Mr. de Blasio, of course, shot back, accusing Mr. Thompson of being out of touch with the needs of public school parents. “Mr. Thompson has not offered a plan,” the city’s public advocate argued.
But this back-and-forth was just a prelude to the fireworks to come when the candidates were invited to ask one opponent a question.
Capitalizing on his unique position on stop-and-frisk legislation, Mr. de Blasio asked City Council Speaker Christine Quinn why she opposes a bill that would expand the definition of racial profiling and allow those who feel wronged by the NYPD to sue in the state court. Along with an inspector general bill, the Council is expected to override the mayor’s veto of the bill tomorrow despite Ms. Quinn’s personal opposition to the profiling bill.
“Unlike the public advocate who’s really good at telling other people what to do, but not always so good at getting things done himself, I tomorrow will put legislation into effect that will have permanent monitoring of our police department,” Ms. Quinn responded to applause from the largely pro-Quinn crowd. She went on to blast Mr. de Blasio for misleading the audience, noting that racial profiling is already illegal. “The public advocate should stop misrepresenting the facts!” she said, drawing cheers.
Like almost everyone on stage, Mr. Thompson directed his question at Mr. de Blasio, doubling down on criticism of an ad the campaign released that claims he is the “only” candidate who would end the stop-and-frisk era. “Stop lying to the people of New York City!” Mr.

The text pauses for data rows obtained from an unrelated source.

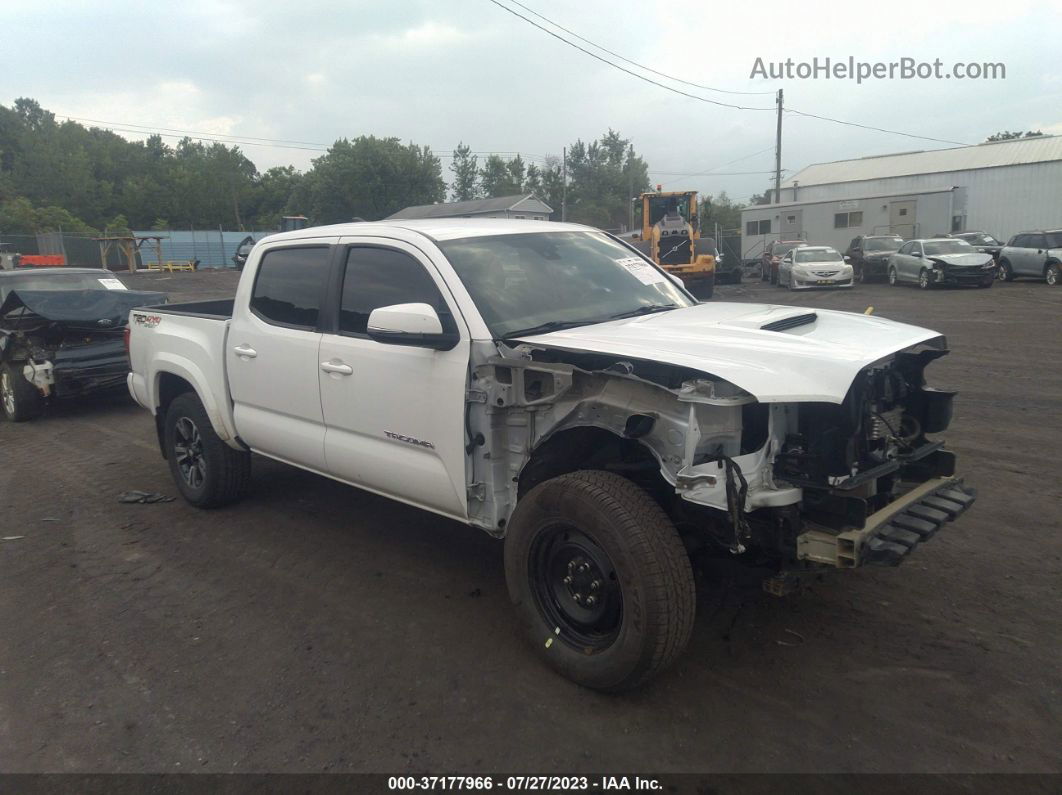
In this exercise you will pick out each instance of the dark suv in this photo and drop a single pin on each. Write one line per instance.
(869, 255)
(1037, 254)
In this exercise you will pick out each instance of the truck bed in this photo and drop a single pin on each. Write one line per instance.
(220, 309)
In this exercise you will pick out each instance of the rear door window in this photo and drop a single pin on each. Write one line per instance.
(381, 277)
(289, 286)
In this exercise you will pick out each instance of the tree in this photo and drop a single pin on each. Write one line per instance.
(720, 210)
(372, 177)
(465, 173)
(495, 178)
(1008, 136)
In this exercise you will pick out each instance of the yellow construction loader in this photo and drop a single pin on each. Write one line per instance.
(671, 238)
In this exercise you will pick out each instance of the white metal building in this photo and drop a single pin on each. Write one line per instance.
(1001, 188)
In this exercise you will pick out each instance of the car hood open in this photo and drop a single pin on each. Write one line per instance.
(803, 355)
(82, 309)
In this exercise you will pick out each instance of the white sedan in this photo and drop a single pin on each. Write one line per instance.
(814, 265)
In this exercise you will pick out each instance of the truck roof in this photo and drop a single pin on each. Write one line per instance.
(443, 228)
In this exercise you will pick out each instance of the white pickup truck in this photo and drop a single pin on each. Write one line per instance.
(547, 383)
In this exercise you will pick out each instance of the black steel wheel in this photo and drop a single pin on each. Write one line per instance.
(208, 472)
(600, 580)
(575, 586)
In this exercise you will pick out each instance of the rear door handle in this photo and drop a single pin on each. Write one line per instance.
(338, 367)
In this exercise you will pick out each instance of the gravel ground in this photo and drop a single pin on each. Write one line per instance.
(317, 627)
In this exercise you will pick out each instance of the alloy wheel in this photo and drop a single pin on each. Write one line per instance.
(188, 452)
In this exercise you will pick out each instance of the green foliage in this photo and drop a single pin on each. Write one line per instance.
(720, 210)
(465, 171)
(1009, 136)
(93, 176)
(19, 217)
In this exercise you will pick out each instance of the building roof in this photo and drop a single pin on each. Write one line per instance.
(1016, 152)
(475, 207)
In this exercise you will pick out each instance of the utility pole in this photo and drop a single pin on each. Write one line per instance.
(564, 185)
(777, 156)
(630, 187)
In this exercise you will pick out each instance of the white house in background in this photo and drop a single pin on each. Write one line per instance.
(524, 206)
(1001, 188)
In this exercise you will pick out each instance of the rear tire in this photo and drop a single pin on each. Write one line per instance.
(208, 472)
(20, 399)
(600, 580)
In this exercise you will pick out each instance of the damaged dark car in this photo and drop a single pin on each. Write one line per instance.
(62, 335)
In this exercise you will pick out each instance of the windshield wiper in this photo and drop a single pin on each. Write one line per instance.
(644, 310)
(543, 328)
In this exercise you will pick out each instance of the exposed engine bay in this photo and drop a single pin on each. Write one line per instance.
(68, 343)
(733, 472)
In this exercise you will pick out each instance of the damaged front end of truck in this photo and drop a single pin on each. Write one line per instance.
(799, 480)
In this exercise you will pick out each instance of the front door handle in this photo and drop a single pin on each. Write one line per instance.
(338, 367)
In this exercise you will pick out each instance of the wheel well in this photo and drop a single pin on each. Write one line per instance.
(169, 387)
(594, 448)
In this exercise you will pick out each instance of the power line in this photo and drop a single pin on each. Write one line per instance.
(878, 130)
(623, 69)
(633, 63)
(704, 99)
(723, 166)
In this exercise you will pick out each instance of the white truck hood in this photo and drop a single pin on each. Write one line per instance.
(816, 361)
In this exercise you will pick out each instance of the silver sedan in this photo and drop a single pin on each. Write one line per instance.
(815, 266)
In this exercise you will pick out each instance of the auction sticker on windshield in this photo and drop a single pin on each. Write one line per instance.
(641, 271)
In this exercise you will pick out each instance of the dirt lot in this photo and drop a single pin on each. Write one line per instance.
(315, 627)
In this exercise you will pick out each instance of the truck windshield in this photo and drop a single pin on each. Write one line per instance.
(541, 281)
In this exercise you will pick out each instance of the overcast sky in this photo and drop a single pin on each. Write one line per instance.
(465, 70)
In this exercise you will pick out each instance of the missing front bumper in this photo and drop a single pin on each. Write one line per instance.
(891, 533)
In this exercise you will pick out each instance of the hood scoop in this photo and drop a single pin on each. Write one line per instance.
(787, 323)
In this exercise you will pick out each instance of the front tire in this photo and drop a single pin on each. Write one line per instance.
(20, 399)
(208, 472)
(600, 580)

Thompson shouted.
In a jujitsu move, Ms. Quinn, who appeared far more relaxed than last week, punted her question, asking Mr. Thompson whether he was satisfied with Mr. de Blasio’s answer. (For the record, Mr. Thompson was not, further accusing his opponent of flip-flopping on term limits and City Council member items. “Will the real Bill de Blasio please stand up?!” he asked.)
Even former Congressman Anthony Weiner piled on in a weird roundabout attack, pointing to an effort by Mr. Thompson’s campaign to get Ms. Quinn’s office to turn over documents from the slush fund scandal. “So there are no surprises before, during or after the primary election, can you assure us that in that report, Mr. de Blasio is not implicated in any way?” he asked Ms. Quinn, noting that Mr. de Blasio was the assistant majority leader at the time.
Both Mr. de Blasio and Ms. Quinn seemed dumb-founded by the implication–prompting Ms. Quinn to come to Mr. de Blasio’s defense.
“Casting aspersions on the public advocate like that is just outrageous, and I want to make it very clear that anything Mr. Weiner is trying to point to, I don’t even have any idea what he’s talking about,” she said.
For his part, despite the attacks and perhaps even enjoying them, Mr. de Blasio seemed to be reveling in the attention after the debate.
“I guess we must be doing something right ’cause almost every question was directed my way,” he told reporters who flooded the stage after the taping. “I think that means our message is getting through and the public is paying attention.”